We didn’t leave as early as we should have, and because of that we finally arrived in the Catskill Mountains well after nightfall. We had no other choice but to hike in the pitch black night, save for a headlight and a lantern. We hiked a trail for 1.6 miles in the dark, climbing over rocks, trekking through mud, and trying to avoid stepping in streams until we finally found our home for the night.
It was a perfect little enclave that we jokingly called our apartment, equipped with our 4-person tent/bedroom, a living room with flat rocks as our couch, and a private bathroom around the corner. Yes, I’m sure I complained on the hike up, and I struggled, but I welcome the opportunity to challenge myself in order to grow as a person. And the reward of sleeping under the stars was worth it. Like nothing I had ever seen, laying on my back in our tent, I felt like I was staring at a black and white photo.
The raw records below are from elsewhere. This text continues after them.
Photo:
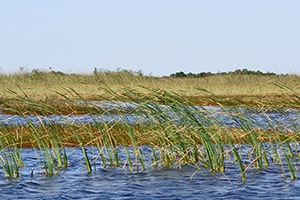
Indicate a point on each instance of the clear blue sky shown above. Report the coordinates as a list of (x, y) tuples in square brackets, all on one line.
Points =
[(158, 36)]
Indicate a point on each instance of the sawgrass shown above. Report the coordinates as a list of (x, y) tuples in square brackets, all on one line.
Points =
[(177, 136)]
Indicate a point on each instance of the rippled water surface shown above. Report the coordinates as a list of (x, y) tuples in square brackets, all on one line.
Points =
[(154, 183), (183, 182)]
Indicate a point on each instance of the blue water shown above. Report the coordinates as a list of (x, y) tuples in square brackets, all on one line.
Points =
[(283, 119), (177, 182), (155, 183)]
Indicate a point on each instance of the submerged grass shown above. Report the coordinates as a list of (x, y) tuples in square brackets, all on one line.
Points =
[(176, 132)]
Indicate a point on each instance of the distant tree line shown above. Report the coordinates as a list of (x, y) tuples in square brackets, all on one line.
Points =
[(181, 74)]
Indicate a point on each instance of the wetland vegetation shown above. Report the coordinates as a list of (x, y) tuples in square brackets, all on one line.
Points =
[(180, 131)]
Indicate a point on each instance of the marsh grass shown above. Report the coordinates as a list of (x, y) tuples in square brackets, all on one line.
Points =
[(177, 133)]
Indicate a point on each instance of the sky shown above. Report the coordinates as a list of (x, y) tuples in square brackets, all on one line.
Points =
[(157, 37)]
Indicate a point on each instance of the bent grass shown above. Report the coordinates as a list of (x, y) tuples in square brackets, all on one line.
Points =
[(178, 135)]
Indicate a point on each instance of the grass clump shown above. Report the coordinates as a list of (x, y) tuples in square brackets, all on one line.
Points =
[(176, 132)]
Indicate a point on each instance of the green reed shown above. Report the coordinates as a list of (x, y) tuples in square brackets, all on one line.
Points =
[(178, 134)]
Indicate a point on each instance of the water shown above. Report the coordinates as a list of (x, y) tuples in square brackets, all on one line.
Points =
[(183, 182), (154, 183), (283, 119)]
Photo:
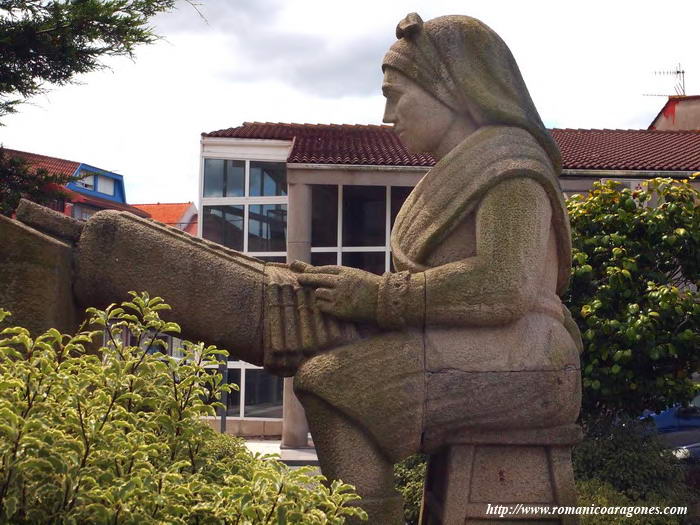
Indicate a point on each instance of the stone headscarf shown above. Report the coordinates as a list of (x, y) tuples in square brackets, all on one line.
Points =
[(465, 65)]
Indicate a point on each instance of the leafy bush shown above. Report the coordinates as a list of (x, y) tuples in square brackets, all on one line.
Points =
[(115, 436), (409, 479), (628, 454), (634, 293)]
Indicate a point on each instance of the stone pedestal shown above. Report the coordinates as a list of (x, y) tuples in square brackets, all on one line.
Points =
[(523, 470), (295, 429)]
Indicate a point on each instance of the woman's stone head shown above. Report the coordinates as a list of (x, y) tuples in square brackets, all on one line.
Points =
[(465, 66)]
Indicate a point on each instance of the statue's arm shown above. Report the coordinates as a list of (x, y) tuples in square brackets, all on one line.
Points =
[(498, 285)]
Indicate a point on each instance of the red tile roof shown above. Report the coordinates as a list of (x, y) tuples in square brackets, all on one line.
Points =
[(616, 149), (171, 213), (50, 164), (584, 149), (333, 143)]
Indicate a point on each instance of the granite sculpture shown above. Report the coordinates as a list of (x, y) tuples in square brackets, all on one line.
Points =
[(465, 352)]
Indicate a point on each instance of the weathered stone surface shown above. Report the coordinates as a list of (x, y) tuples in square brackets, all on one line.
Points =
[(48, 221), (35, 279), (119, 252), (475, 334)]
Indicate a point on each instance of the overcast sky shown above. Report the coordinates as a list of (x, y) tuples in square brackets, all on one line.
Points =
[(587, 64)]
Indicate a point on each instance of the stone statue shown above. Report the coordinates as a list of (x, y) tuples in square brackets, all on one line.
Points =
[(466, 351)]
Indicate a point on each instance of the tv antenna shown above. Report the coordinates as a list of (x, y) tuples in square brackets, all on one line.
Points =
[(679, 73)]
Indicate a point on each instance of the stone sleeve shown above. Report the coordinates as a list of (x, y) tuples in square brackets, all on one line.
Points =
[(401, 300)]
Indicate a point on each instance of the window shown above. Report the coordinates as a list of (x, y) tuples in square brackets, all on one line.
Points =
[(267, 228), (86, 181), (268, 179), (224, 178), (366, 213), (105, 185), (82, 212), (263, 394), (224, 224), (244, 207), (324, 215)]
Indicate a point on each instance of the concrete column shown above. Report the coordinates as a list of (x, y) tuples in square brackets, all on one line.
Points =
[(295, 429)]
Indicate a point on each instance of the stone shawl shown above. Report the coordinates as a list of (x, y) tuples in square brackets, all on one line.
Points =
[(454, 187)]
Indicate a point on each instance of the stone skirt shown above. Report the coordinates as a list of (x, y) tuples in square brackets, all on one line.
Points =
[(408, 394)]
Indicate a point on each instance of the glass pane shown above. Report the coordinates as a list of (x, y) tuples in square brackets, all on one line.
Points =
[(224, 224), (324, 259), (369, 261), (324, 215), (268, 179), (263, 394), (224, 178), (398, 196), (267, 228), (87, 181), (105, 185), (233, 401), (364, 212)]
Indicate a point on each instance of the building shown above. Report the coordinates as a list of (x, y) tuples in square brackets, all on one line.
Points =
[(180, 215), (96, 190), (329, 194)]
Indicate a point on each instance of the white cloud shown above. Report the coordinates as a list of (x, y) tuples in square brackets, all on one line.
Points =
[(587, 65)]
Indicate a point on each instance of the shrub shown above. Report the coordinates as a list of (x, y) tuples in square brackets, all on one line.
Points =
[(409, 479), (628, 454), (634, 293), (115, 436)]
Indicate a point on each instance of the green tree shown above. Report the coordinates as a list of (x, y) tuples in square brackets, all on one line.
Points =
[(115, 436), (634, 293), (19, 180), (51, 41)]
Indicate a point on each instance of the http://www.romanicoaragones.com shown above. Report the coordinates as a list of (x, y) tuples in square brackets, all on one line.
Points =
[(521, 509)]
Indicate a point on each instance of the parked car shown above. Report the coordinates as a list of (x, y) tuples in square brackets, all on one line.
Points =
[(678, 418)]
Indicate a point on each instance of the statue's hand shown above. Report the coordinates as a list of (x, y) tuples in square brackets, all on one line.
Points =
[(347, 293)]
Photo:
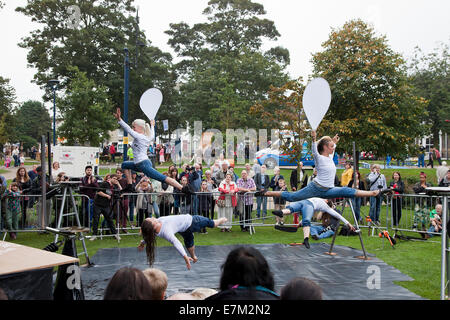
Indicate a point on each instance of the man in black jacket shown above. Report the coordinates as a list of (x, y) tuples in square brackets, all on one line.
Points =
[(262, 182), (294, 180)]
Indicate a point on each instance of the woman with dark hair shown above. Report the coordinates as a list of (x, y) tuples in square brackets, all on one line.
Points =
[(301, 289), (359, 185), (307, 209), (246, 275), (24, 183), (398, 187), (323, 186), (167, 227), (128, 284)]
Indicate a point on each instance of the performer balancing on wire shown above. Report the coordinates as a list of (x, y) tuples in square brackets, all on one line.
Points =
[(143, 135), (307, 209), (323, 185), (166, 227)]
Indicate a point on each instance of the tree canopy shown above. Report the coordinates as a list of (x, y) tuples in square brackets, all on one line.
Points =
[(223, 70), (372, 101)]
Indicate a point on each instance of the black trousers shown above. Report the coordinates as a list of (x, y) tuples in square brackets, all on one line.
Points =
[(107, 213), (246, 215)]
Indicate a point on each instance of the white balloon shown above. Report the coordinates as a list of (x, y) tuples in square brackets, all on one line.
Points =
[(150, 102), (316, 101)]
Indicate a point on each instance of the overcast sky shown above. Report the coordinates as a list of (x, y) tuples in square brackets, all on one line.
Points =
[(303, 25)]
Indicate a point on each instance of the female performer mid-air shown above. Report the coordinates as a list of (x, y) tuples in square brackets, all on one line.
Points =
[(323, 185), (166, 227), (143, 136)]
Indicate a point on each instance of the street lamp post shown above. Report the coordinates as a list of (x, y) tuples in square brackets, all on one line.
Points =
[(54, 84)]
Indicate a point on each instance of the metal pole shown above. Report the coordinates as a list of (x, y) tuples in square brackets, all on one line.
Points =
[(54, 115), (125, 101), (43, 185), (445, 250)]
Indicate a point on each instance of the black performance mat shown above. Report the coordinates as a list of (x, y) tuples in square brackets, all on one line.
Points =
[(342, 277)]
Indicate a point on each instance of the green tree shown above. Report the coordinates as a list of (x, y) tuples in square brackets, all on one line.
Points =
[(224, 68), (283, 110), (32, 121), (430, 75), (7, 101), (372, 100), (95, 44), (85, 112)]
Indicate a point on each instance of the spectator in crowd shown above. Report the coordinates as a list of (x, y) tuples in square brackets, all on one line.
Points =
[(112, 152), (185, 199), (398, 187), (165, 199), (220, 175), (212, 187), (135, 178), (15, 154), (234, 176), (359, 184), (205, 199), (176, 199), (203, 293), (420, 187), (103, 204), (227, 201), (377, 182), (294, 180), (262, 182), (276, 176), (24, 183), (33, 173), (215, 168), (36, 189), (435, 221), (280, 203), (313, 176), (445, 182), (256, 167), (431, 158), (12, 209), (250, 171), (56, 169), (246, 275), (196, 184), (245, 186), (128, 284), (437, 155), (158, 282), (88, 188), (22, 159), (301, 289), (130, 155), (441, 171), (347, 175), (144, 205), (421, 157)]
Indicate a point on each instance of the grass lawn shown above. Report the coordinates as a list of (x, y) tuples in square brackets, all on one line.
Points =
[(418, 259)]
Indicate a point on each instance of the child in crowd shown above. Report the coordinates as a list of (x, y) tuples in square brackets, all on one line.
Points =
[(435, 221), (158, 282), (280, 203), (12, 209)]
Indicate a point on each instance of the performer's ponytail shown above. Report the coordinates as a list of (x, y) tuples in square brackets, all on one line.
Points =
[(149, 235), (147, 130)]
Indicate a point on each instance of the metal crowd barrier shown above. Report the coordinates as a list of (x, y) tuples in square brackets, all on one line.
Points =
[(30, 218)]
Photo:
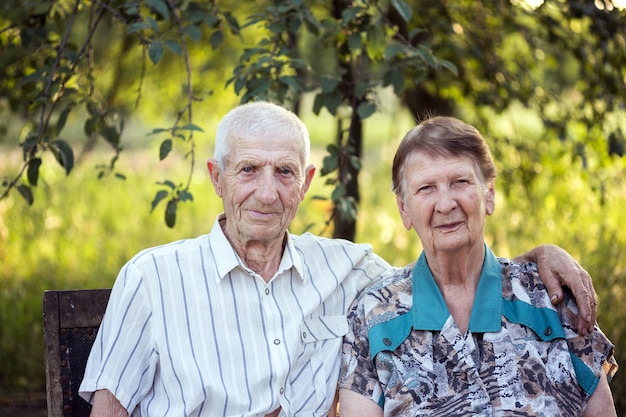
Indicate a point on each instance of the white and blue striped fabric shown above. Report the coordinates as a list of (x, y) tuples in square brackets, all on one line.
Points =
[(191, 331)]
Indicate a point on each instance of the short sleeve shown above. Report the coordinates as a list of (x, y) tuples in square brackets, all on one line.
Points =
[(357, 369), (595, 350), (123, 357)]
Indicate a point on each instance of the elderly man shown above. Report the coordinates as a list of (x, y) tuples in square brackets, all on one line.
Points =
[(247, 320)]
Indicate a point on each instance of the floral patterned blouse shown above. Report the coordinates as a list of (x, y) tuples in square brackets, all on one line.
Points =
[(520, 356)]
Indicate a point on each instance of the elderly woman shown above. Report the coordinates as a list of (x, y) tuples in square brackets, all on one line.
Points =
[(461, 332)]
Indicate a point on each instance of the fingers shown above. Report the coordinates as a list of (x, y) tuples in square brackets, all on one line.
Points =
[(557, 269)]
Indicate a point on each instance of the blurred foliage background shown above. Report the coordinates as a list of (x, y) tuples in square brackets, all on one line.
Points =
[(97, 144)]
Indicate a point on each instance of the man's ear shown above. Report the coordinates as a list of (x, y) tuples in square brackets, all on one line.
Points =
[(214, 173), (309, 173)]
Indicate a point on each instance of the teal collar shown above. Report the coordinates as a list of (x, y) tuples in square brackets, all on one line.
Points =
[(429, 309)]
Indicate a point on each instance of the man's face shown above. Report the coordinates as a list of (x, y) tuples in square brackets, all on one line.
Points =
[(262, 184)]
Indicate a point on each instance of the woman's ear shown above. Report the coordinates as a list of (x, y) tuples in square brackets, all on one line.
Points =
[(490, 203), (404, 215)]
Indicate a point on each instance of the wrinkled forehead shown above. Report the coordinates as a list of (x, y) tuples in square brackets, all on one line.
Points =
[(268, 147)]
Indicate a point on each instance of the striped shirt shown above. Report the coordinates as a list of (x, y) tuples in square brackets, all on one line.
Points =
[(520, 356), (191, 331)]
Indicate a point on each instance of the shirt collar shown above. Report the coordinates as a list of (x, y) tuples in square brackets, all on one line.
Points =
[(226, 258), (429, 308)]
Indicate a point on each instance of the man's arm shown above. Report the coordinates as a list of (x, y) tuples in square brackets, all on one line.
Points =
[(106, 405), (352, 404), (557, 269)]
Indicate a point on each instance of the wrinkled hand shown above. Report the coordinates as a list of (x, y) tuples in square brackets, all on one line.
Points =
[(557, 268)]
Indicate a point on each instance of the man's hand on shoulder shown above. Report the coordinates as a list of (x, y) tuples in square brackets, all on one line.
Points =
[(558, 268)]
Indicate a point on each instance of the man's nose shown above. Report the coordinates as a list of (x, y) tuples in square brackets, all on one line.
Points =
[(267, 190)]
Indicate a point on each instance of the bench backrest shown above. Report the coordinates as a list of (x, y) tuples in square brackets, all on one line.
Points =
[(71, 321)]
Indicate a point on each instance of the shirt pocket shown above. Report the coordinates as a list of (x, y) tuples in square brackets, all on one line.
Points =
[(320, 328), (313, 379)]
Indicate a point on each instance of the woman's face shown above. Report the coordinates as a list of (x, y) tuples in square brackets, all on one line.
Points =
[(446, 201)]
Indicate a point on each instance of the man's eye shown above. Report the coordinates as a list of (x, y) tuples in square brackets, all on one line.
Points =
[(424, 188)]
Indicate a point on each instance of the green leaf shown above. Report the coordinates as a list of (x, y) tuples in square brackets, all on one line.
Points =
[(158, 130), (328, 84), (155, 51), (165, 149), (355, 161), (170, 213), (354, 41), (216, 39), (110, 134), (233, 24), (62, 119), (330, 164), (338, 193), (173, 45), (160, 195), (394, 49), (193, 32), (160, 7), (168, 183), (64, 154), (185, 195), (450, 67), (366, 109), (26, 193), (33, 171), (192, 127), (403, 9), (137, 26)]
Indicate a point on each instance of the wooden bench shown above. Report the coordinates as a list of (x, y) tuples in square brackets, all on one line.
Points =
[(71, 321)]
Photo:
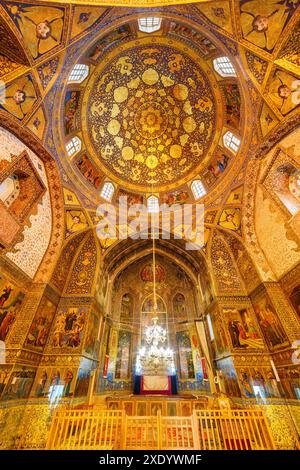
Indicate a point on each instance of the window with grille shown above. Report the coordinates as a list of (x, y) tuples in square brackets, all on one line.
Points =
[(224, 67), (152, 204), (149, 24), (73, 146), (79, 73), (231, 141), (107, 191), (198, 189)]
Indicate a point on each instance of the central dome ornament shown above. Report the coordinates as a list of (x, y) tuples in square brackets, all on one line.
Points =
[(151, 120)]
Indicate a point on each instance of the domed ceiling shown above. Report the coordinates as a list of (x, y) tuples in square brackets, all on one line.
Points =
[(150, 114)]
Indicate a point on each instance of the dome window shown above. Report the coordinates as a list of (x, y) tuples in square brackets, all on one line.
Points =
[(149, 24), (79, 73), (152, 204), (198, 189), (231, 141), (73, 146), (107, 191), (224, 67)]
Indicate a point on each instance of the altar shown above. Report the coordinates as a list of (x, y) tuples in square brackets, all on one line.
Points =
[(155, 385)]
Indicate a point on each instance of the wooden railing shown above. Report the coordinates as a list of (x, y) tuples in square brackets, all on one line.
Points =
[(85, 429), (204, 429), (233, 430)]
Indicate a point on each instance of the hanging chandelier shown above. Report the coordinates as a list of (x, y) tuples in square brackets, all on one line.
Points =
[(154, 358)]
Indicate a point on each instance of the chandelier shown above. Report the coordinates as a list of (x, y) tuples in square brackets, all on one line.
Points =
[(154, 358)]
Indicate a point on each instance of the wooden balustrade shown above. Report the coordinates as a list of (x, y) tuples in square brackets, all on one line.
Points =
[(96, 428)]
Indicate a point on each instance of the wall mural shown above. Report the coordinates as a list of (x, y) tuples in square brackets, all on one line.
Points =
[(41, 26), (41, 324), (68, 327), (232, 104), (20, 97), (263, 22), (269, 323), (123, 355), (71, 106), (242, 329), (90, 345), (11, 299), (183, 341), (88, 171)]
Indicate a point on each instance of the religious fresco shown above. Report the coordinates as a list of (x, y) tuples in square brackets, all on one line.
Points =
[(295, 299), (123, 355), (88, 171), (219, 13), (41, 26), (126, 307), (83, 17), (263, 22), (176, 197), (216, 167), (20, 97), (153, 84), (91, 334), (68, 328), (242, 328), (75, 221), (179, 307), (47, 71), (11, 299), (132, 198), (269, 323), (19, 383), (232, 104), (230, 219), (186, 362), (39, 331), (38, 122), (113, 37), (284, 91), (71, 106)]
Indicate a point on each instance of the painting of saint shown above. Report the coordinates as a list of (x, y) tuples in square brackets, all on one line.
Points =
[(71, 106), (75, 221), (68, 328), (263, 22), (40, 26), (123, 355), (269, 323), (92, 333), (147, 273), (41, 324), (10, 303), (284, 91), (185, 355), (233, 104), (242, 329), (126, 307), (179, 307)]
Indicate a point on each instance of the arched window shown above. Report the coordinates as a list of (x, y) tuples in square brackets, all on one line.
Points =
[(149, 24), (73, 146), (224, 67), (198, 189), (107, 191), (78, 73), (153, 204), (231, 141)]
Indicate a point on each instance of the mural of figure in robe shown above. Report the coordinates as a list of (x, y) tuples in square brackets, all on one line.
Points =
[(40, 26)]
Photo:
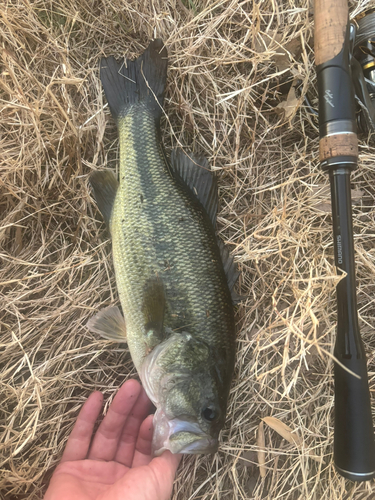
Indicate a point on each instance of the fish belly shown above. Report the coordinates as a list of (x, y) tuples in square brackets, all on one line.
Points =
[(158, 231)]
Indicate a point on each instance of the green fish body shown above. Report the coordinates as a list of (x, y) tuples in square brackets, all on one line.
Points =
[(172, 275)]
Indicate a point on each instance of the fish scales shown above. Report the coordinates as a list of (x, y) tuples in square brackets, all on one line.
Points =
[(159, 230), (173, 277)]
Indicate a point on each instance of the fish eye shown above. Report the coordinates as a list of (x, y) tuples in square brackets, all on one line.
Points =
[(209, 414)]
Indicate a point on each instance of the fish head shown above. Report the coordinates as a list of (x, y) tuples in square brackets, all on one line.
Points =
[(182, 377)]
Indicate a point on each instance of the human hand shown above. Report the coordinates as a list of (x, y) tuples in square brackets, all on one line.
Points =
[(118, 463)]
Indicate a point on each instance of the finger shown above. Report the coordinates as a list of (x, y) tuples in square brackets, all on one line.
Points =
[(127, 443), (142, 454), (106, 439), (79, 440), (165, 466)]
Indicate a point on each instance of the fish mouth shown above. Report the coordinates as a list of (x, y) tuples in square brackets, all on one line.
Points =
[(180, 436)]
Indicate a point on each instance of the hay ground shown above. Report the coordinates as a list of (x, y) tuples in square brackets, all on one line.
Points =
[(229, 96)]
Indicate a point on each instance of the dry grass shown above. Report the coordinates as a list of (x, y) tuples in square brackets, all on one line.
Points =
[(231, 65)]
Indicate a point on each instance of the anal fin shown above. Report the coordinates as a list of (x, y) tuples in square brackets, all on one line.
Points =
[(104, 185), (195, 173)]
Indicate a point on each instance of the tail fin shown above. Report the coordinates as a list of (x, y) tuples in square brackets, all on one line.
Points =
[(141, 80)]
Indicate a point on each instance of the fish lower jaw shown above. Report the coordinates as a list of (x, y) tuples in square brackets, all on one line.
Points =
[(198, 445), (180, 436)]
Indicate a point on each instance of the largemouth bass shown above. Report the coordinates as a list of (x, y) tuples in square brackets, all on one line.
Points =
[(174, 277)]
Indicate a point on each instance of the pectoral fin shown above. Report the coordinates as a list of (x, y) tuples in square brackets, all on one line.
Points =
[(109, 323), (153, 311)]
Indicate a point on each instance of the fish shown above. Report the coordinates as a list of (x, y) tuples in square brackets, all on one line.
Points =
[(174, 277)]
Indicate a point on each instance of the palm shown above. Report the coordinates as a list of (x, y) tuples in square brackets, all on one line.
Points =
[(118, 464)]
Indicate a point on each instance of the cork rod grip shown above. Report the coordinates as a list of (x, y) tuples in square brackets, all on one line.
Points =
[(331, 19)]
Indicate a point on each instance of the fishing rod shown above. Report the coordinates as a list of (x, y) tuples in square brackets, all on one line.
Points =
[(335, 42)]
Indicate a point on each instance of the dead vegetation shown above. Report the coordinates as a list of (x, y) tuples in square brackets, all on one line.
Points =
[(234, 68)]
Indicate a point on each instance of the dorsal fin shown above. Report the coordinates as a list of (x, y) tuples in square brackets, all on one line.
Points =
[(141, 80), (195, 172)]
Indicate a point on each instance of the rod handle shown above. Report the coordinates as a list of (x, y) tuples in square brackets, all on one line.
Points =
[(331, 18), (354, 447)]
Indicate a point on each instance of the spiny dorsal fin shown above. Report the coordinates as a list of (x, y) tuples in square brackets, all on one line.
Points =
[(195, 172), (109, 323), (104, 185), (142, 80)]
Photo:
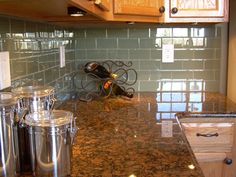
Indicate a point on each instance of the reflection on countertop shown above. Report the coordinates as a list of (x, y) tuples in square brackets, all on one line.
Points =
[(122, 137)]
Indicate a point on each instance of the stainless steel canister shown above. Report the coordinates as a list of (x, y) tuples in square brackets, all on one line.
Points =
[(35, 98), (51, 135), (31, 99), (9, 154)]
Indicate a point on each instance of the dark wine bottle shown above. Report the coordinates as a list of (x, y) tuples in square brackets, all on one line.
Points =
[(98, 70), (116, 89)]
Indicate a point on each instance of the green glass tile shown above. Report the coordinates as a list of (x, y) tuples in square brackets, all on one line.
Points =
[(149, 65), (140, 54), (192, 65), (122, 54), (204, 54), (212, 64), (150, 43), (39, 78), (180, 32), (205, 75), (149, 86), (165, 74), (18, 68), (17, 27), (177, 65), (32, 65), (51, 74), (161, 32), (139, 33), (182, 75), (5, 26), (80, 54), (107, 43), (156, 54), (183, 54), (212, 86), (213, 42), (96, 54), (155, 75), (117, 33), (95, 33), (79, 33), (144, 75), (85, 43), (128, 43)]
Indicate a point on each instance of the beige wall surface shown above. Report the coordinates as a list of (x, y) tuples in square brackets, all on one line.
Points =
[(231, 86)]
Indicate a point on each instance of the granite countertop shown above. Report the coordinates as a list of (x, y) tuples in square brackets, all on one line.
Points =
[(122, 137)]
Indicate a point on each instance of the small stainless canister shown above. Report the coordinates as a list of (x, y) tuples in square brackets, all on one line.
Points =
[(35, 98), (9, 154), (51, 135), (31, 99)]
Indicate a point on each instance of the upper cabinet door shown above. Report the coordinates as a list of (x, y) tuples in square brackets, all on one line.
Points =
[(103, 4), (137, 7), (198, 10)]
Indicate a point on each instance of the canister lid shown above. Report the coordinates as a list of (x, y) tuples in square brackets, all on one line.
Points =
[(7, 99), (32, 91), (49, 118)]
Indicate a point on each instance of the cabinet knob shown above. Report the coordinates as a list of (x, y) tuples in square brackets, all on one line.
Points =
[(162, 9), (174, 10), (228, 161)]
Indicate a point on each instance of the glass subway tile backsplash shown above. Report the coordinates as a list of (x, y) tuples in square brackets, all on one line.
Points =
[(34, 54), (197, 55)]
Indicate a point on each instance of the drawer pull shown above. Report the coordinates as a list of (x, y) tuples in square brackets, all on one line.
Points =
[(228, 161), (208, 134)]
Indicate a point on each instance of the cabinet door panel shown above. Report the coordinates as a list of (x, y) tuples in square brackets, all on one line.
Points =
[(137, 7), (199, 8), (103, 4)]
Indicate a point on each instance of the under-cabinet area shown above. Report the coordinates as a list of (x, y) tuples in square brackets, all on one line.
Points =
[(213, 143), (122, 11)]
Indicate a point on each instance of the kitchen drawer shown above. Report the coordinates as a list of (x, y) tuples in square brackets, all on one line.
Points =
[(209, 137)]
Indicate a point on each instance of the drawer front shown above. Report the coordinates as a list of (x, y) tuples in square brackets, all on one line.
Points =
[(213, 137)]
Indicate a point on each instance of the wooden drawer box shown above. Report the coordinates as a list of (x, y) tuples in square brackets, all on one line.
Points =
[(209, 137)]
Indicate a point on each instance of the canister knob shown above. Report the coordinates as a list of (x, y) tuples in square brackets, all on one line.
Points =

With red wine in our bellies, we all dozed off.
The next morning it was time to hike up the tallest mountain in the Catskills. I won’t lie to you. It was hard. It was sweaty. It was liberating to hike in my bra like a bikini top – it was like I was one with nature and was returning to the time when Adam and Eve were in the Garden of Eden and didn’t know they were naked! Okay, maybe not like that…but we saw some of the most beautiful views from the scenic lookout points, and we laughed, and sang songs, and helped each other when we got to some rough patches.
My friend Lilah says I win the Rookie of the Year Award because this was an intense camping experience for a first time. Everyone was expecting me to hate camping with a passion. I’m actually looking forward to doing it again, knowing what challenges I am capable of. And next time I want to sleep under the stars for at least two nights (my favorite part), and really get in touch with my crunchy side with outdoor yoga, meditation and prayer.
Rabbi Pinson says that this week we need to take advantage of opportunities that take us to new places. So here I am writing this on a last minute flight to California to visit another bestie. I want to wish you all the strength to take advantage of these opportunities that bring you out of your comfort zone – in all aspects of life – if only for but a moment. Amen!